The analysis department of international ratings agency Fitch – Fitch Solutions – forecast on Wednesday that Angola’s growth will achieve 2.2% in 2019 after having suffered a contraction of 0.8% of GDP in 2018 – the third consecutive year of recession.
“We are forecasting an increase in production in oil, Angola’s main export, which will raise real GDP growth from -0.8% in 2018 to 2.2% this year”, say Fitch analysts
“The recession that has lasted three years was triggered by the fall in oil prices and reduction in oil production with the sector seeing a significant deterioration in assets quality, with a ratio of loan default at 26.7% in November last year” says the Fitch report.

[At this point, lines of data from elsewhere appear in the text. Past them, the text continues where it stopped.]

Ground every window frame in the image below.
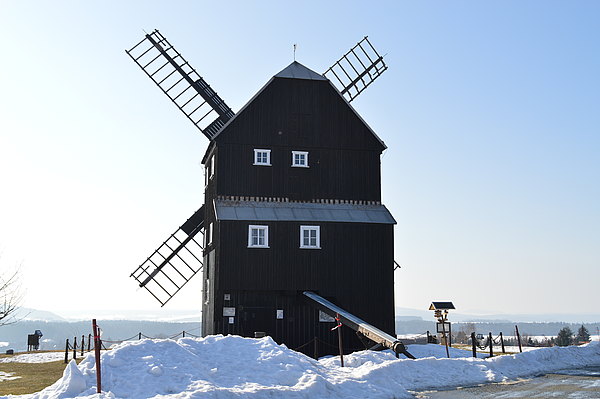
[206,222,214,247]
[248,224,269,248]
[300,225,321,249]
[252,148,272,166]
[292,151,309,168]
[208,154,215,181]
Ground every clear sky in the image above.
[0,0,600,317]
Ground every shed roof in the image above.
[215,200,396,224]
[429,302,456,310]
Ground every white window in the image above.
[254,148,271,166]
[248,225,269,248]
[206,222,213,245]
[208,155,215,179]
[300,226,321,249]
[292,151,308,168]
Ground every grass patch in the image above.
[0,355,83,395]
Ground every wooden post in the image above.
[335,314,344,367]
[92,319,102,393]
[442,321,450,359]
[65,338,69,364]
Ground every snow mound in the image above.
[0,352,65,363]
[7,335,600,399]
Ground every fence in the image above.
[65,331,200,363]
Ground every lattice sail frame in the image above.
[130,205,204,307]
[125,30,235,140]
[323,36,387,102]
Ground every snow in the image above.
[0,371,21,382]
[0,352,65,363]
[3,335,600,399]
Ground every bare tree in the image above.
[0,268,23,326]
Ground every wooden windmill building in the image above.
[128,31,403,354]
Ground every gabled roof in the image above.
[202,61,387,163]
[273,61,327,80]
[214,200,396,224]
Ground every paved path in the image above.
[415,367,600,399]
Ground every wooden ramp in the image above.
[303,291,415,359]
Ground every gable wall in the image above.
[216,78,383,201]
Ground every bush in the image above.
[555,327,573,346]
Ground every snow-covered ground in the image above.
[2,336,600,399]
[0,352,65,363]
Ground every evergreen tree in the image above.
[575,324,590,344]
[556,327,573,346]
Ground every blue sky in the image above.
[0,0,600,313]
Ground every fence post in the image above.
[65,338,69,364]
[442,321,450,359]
[92,319,102,393]
[335,314,344,367]
[515,326,523,353]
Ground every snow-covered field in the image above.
[0,352,65,363]
[2,336,600,399]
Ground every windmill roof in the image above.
[215,200,396,224]
[275,61,327,80]
[202,61,387,155]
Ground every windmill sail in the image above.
[323,36,387,102]
[125,30,234,140]
[130,205,204,306]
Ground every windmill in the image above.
[126,30,387,306]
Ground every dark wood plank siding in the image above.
[209,221,395,346]
[216,79,383,201]
[203,72,395,355]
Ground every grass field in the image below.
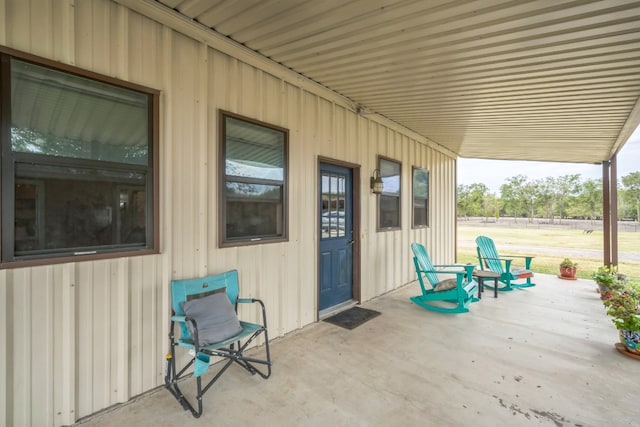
[458,221,640,279]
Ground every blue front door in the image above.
[318,163,354,310]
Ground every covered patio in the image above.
[79,275,640,427]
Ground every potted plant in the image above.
[558,258,578,280]
[604,281,640,357]
[591,264,618,299]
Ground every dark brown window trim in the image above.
[218,109,289,248]
[0,45,160,269]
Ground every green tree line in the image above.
[457,172,640,223]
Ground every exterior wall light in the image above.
[369,169,382,194]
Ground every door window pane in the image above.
[321,173,346,239]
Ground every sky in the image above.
[458,126,640,195]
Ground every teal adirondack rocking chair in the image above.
[476,236,535,291]
[410,243,478,313]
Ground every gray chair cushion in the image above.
[182,291,242,345]
[433,279,458,292]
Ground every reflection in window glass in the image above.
[0,54,155,262]
[413,167,429,227]
[220,113,288,244]
[378,158,401,229]
[11,59,149,165]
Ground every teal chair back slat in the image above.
[411,243,440,286]
[409,243,478,313]
[476,236,505,274]
[171,270,240,339]
[171,270,239,316]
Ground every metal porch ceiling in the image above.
[154,0,640,163]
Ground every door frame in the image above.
[314,156,362,321]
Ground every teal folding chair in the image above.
[476,236,535,291]
[165,270,271,418]
[410,243,478,313]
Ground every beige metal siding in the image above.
[0,0,455,426]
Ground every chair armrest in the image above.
[237,298,267,328]
[504,255,535,258]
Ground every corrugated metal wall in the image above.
[0,0,455,426]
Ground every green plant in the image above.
[603,281,640,332]
[591,264,618,286]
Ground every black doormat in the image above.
[324,307,380,329]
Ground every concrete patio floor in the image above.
[80,275,640,427]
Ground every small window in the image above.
[378,157,400,230]
[220,112,289,246]
[0,52,157,263]
[413,167,429,228]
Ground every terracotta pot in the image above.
[618,329,640,356]
[560,267,576,279]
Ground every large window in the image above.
[413,166,429,228]
[0,50,157,266]
[378,157,401,230]
[220,111,289,246]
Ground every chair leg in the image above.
[165,325,271,418]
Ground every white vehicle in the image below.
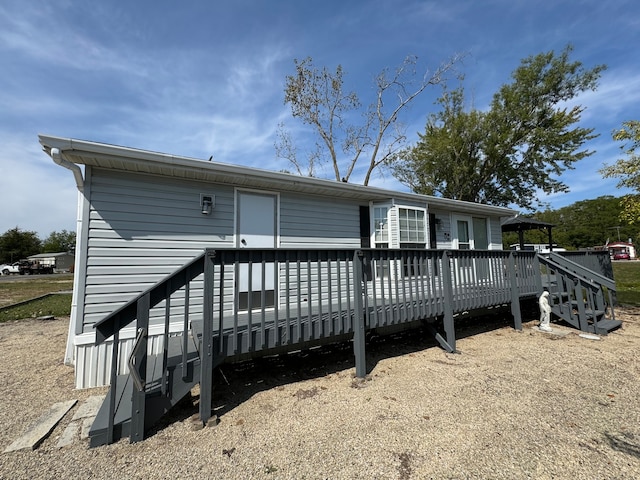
[0,262,20,275]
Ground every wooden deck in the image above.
[90,249,610,446]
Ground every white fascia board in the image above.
[38,135,517,217]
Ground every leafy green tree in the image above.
[394,46,606,210]
[42,230,76,253]
[600,120,640,224]
[0,227,42,263]
[275,56,459,185]
[503,195,639,250]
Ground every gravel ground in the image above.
[0,309,640,480]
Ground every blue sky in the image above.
[0,0,640,238]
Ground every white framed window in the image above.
[398,207,427,248]
[373,206,389,248]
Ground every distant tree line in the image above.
[502,195,640,250]
[0,227,76,263]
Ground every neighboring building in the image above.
[605,242,636,260]
[40,135,515,388]
[27,252,75,273]
[509,243,567,253]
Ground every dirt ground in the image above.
[0,309,640,480]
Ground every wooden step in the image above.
[595,319,622,335]
[89,337,200,447]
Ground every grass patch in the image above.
[0,293,71,323]
[613,262,640,305]
[0,274,73,322]
[0,274,73,307]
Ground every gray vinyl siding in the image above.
[280,194,360,248]
[489,217,502,250]
[83,169,234,331]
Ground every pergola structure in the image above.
[502,216,555,251]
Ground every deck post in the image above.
[509,252,522,330]
[130,293,151,443]
[200,249,216,425]
[440,250,456,352]
[353,250,367,378]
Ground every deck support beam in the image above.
[441,250,456,353]
[200,249,216,425]
[353,250,367,378]
[509,252,522,330]
[129,292,151,443]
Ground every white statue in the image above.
[538,291,551,332]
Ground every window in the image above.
[457,220,471,250]
[373,207,389,248]
[398,208,427,248]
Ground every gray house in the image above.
[39,135,515,388]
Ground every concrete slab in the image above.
[56,422,80,448]
[578,333,602,340]
[72,395,105,420]
[532,327,571,337]
[80,416,96,440]
[4,400,78,453]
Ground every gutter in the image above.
[49,148,84,192]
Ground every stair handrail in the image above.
[94,252,205,346]
[127,328,147,392]
[538,253,616,324]
[547,252,616,291]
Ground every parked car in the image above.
[18,260,53,275]
[0,262,22,275]
[613,252,631,260]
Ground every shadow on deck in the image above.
[85,249,616,446]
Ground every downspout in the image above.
[49,148,84,368]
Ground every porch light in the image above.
[200,194,215,215]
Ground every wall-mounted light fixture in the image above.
[200,193,216,215]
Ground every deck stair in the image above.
[89,337,201,447]
[89,248,621,447]
[539,253,622,335]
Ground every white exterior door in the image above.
[236,192,278,310]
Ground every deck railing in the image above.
[90,249,552,441]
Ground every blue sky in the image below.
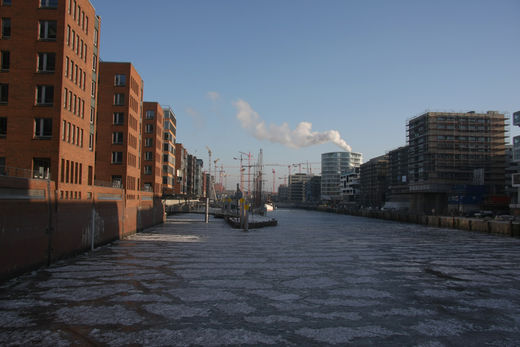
[91,0,520,190]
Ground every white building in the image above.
[340,167,359,202]
[321,152,363,200]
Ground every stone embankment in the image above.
[293,206,520,237]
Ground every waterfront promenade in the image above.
[0,210,520,346]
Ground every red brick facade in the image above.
[0,0,100,200]
[141,102,164,196]
[95,62,143,200]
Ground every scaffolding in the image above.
[407,111,506,193]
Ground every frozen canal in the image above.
[0,210,520,346]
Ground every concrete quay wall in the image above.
[0,177,165,281]
[302,206,520,237]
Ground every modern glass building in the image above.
[321,152,363,200]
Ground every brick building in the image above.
[141,102,164,196]
[359,155,388,208]
[162,106,177,195]
[95,62,143,200]
[408,111,506,214]
[173,143,188,195]
[0,0,100,199]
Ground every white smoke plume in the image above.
[233,99,352,152]
[206,92,220,101]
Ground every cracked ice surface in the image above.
[0,210,520,347]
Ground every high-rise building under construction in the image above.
[407,111,506,213]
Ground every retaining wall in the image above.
[304,205,520,237]
[0,177,164,281]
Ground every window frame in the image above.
[114,93,125,106]
[110,151,123,165]
[38,19,58,41]
[0,50,11,72]
[114,74,126,87]
[0,83,9,105]
[0,117,7,138]
[34,117,52,139]
[37,52,55,73]
[112,112,125,125]
[40,0,58,10]
[112,131,124,145]
[36,84,54,106]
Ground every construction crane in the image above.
[273,169,276,195]
[206,146,217,201]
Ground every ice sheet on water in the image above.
[307,298,381,307]
[305,312,361,320]
[370,307,435,317]
[296,326,397,344]
[128,233,201,242]
[282,277,339,289]
[0,329,70,347]
[175,269,246,279]
[143,303,209,319]
[251,290,300,301]
[168,288,239,302]
[463,299,520,311]
[36,278,102,288]
[56,305,143,325]
[244,315,302,324]
[329,288,392,299]
[41,283,136,301]
[0,299,51,310]
[193,280,272,289]
[110,294,172,302]
[90,328,286,346]
[215,302,256,315]
[410,319,471,337]
[0,311,36,328]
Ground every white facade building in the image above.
[321,152,363,200]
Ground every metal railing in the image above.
[0,165,51,180]
[94,180,123,189]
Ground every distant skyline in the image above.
[91,0,520,187]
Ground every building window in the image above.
[114,74,126,87]
[0,117,7,137]
[94,28,98,47]
[112,176,123,188]
[2,18,11,39]
[113,112,125,125]
[112,152,123,164]
[114,93,125,106]
[92,54,97,72]
[0,51,11,71]
[40,0,58,8]
[36,86,54,105]
[34,118,52,138]
[112,132,123,145]
[33,158,51,179]
[40,20,57,41]
[38,53,56,72]
[0,83,9,104]
[146,110,155,119]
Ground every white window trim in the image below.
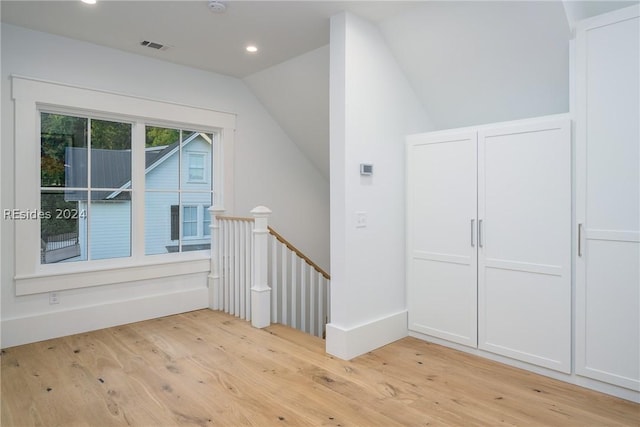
[12,75,236,295]
[186,151,210,184]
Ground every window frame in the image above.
[186,151,210,184]
[11,75,236,296]
[181,205,201,240]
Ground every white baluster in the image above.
[233,221,242,316]
[270,236,279,323]
[237,222,247,319]
[251,206,271,328]
[223,220,231,313]
[309,269,318,335]
[289,251,298,329]
[300,260,309,332]
[208,206,224,310]
[243,222,253,320]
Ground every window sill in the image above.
[15,251,211,296]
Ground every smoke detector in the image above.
[209,0,227,13]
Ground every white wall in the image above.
[0,24,329,347]
[244,45,329,181]
[327,13,432,359]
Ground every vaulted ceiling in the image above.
[0,0,637,179]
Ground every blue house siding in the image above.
[70,134,212,261]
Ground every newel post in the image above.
[251,206,271,328]
[208,206,224,310]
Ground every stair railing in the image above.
[209,206,331,337]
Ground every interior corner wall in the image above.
[0,23,329,348]
[326,13,433,359]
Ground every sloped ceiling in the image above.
[244,45,329,180]
[380,2,571,129]
[0,0,638,180]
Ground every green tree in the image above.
[145,126,180,147]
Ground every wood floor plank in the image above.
[0,310,640,427]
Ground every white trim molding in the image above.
[12,75,236,295]
[326,310,408,360]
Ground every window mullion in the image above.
[131,121,146,258]
[86,118,93,261]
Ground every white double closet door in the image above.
[407,116,571,372]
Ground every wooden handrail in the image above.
[216,215,254,222]
[216,215,331,280]
[268,227,331,280]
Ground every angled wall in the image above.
[0,24,328,347]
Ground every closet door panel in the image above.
[478,120,571,372]
[576,6,640,390]
[407,132,477,347]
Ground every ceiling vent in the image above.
[209,0,227,13]
[140,40,169,50]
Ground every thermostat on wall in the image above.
[360,163,373,175]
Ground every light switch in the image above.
[356,212,367,228]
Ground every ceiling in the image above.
[0,0,637,181]
[1,0,415,78]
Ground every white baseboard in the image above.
[326,310,408,360]
[1,288,209,348]
[409,331,640,403]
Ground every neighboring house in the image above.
[65,133,212,260]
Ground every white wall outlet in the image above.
[356,212,367,228]
[49,292,60,305]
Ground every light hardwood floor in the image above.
[1,310,640,427]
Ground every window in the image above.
[11,76,235,295]
[40,112,131,264]
[189,153,206,182]
[202,206,211,236]
[170,205,211,246]
[145,125,216,255]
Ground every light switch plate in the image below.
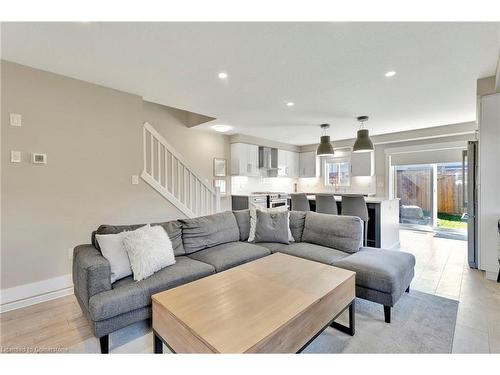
[10,113,23,126]
[31,152,47,164]
[10,151,21,163]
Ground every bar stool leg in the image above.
[363,221,368,246]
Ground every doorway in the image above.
[393,162,467,240]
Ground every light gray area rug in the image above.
[69,291,458,353]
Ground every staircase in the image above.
[141,122,220,218]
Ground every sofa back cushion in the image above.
[290,211,306,242]
[255,210,290,245]
[92,220,186,256]
[233,209,250,241]
[302,212,363,253]
[179,211,240,254]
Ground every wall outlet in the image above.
[10,151,21,163]
[10,113,23,126]
[31,152,47,164]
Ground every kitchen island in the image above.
[298,194,399,249]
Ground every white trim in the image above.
[144,122,215,194]
[141,171,196,218]
[0,274,73,313]
[384,141,467,155]
[484,271,498,281]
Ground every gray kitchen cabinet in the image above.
[299,151,316,177]
[351,152,375,176]
[231,143,259,176]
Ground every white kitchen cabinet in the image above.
[231,143,259,176]
[287,151,299,178]
[351,152,375,177]
[299,151,316,177]
[278,149,288,177]
[278,150,299,178]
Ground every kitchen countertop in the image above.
[307,193,399,203]
[231,193,399,203]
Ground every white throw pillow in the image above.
[248,204,295,242]
[95,232,137,283]
[123,225,175,281]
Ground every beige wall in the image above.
[0,61,229,289]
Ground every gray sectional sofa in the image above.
[73,210,415,353]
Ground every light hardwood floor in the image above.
[0,230,500,353]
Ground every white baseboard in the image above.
[0,274,73,313]
[485,271,498,281]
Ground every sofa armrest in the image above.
[73,245,111,309]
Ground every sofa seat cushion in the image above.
[89,256,215,321]
[302,212,363,253]
[278,242,349,264]
[333,247,415,294]
[256,242,289,254]
[179,211,240,254]
[92,220,186,256]
[189,242,271,272]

This compared to an average default of 10.4% registered between 2014 and 2016” states the report sent to investors.
On Tuesday the Angolan government announced that it would proceed with a review of its General State Budget for this year “in the first quarter” owing to the “downward trend” of per barrel of oil which continues to be below Government forecasts $US68.
Today the price of a barrel of oil is fetching around $US60 on the international markets.
According to data from the Portuguese National Statistics Institute (INE), exports and sales to Portugal from Angola between January and July 2018 totalled €600 million, representing an increase of 416% on the €116 million of goods sold by Angola to Portugal in the first seven months of 2017.
Exports to Angola from Portugal have gone from €1.2Bn in 2006, to €2.2Bn in 2009, falling to €1.9Bn in 2010 and climbing to their maximum level of €3.1Bn in 2014.
Sales to Angola fell dramatically from 809 million in 2016 and €278 million in 2017. In 2014 there were 9,431 exporting Portuguese companies in Angola, a number that fell to 5,838 last year — a far cry from the 9,400 registered in 2013. Angola is currently Portugal’s 9th most important trading partner $2Bn (3.3%).